An investigation by TechCrunch has revealed that a number of popular iOS apps actually record the user’s screen while the app is in use. TechCrunch lists apps like Air Canada, Hollister and Expedia as among those caught sneakily recording user’s screens.
The list of apps caught pants down is actually long, with a majority of them coming from hoteliers, travel sites, airlines, cell phone carriers, banks and financiers. The scary part? None of these apps actually revealed to the user that their actions would be recorded, yet all of these apps contained sensitive user data like credit card information and passwords.
These apps are able to record their user’s actions thanks to a service known as Glassbox. Glassbox is a customer experience analytics firm, which allows developers to embed screen recording capabilities into their app to enable these developers to replay user sessions to understand the experience that they are having.
Things get even scary as one app analyst revealed that as much as these apps try to mask the sensitive data such as passwords and credit card information, some of them were not properly masking this information thus making it visible to the developers, one such app is Air Canada, who surprisingly revealed just a few weeks ago that they had a data breach that left 20,000 profiles exposed.

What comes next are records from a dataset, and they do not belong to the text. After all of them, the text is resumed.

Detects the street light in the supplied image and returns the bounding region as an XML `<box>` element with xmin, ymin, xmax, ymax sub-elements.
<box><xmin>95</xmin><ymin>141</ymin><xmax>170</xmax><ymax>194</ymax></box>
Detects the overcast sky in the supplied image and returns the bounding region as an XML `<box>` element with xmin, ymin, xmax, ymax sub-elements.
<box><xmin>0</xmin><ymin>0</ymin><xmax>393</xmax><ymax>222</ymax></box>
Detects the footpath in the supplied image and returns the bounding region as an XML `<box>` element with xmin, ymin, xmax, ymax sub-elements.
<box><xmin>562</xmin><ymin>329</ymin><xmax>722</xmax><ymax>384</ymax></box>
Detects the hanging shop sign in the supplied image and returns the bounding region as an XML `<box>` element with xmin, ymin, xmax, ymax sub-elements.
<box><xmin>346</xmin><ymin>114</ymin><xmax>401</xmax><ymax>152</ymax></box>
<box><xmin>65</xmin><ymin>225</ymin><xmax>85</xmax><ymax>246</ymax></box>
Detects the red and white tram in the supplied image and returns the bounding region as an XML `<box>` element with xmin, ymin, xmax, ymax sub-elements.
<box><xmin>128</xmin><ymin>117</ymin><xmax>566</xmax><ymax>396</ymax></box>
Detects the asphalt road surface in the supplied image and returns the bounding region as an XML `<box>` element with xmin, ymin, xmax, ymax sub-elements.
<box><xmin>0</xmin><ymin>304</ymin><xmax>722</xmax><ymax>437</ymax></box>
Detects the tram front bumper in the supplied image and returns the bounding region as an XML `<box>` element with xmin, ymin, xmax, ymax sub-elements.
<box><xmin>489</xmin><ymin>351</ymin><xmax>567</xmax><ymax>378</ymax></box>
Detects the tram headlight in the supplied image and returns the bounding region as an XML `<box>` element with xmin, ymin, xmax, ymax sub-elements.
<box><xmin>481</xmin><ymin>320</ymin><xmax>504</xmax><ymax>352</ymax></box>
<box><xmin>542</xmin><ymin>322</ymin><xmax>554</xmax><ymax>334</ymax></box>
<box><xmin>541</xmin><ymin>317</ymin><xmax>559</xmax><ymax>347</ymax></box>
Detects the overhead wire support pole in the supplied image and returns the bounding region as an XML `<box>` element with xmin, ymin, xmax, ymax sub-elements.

In response to this revelation, Air Canada told TechCrunch that they do not capture screen recordings outside of their app, however, they did acknowledge that they do capture user information within the app, “Air Canada uses customer provided information to ensure we can support their travel needs and to ensure we can resolve any issues that may affect their trips. This includes user information entered in, and collected on, the Air Canada mobile app,” read the statement.
Gadgets Africa’s Take:
We’re actually surprised that such frameworks as Glassbox exist and that Apple has let them through their door. Apple’s white sheets of protecting user privacy have been getting stained of late including their very own FaceTime bug that was a disaster for the company. Just five months back, a number of iOS apps were caught sending users’ location data to monetization firms. Yikes!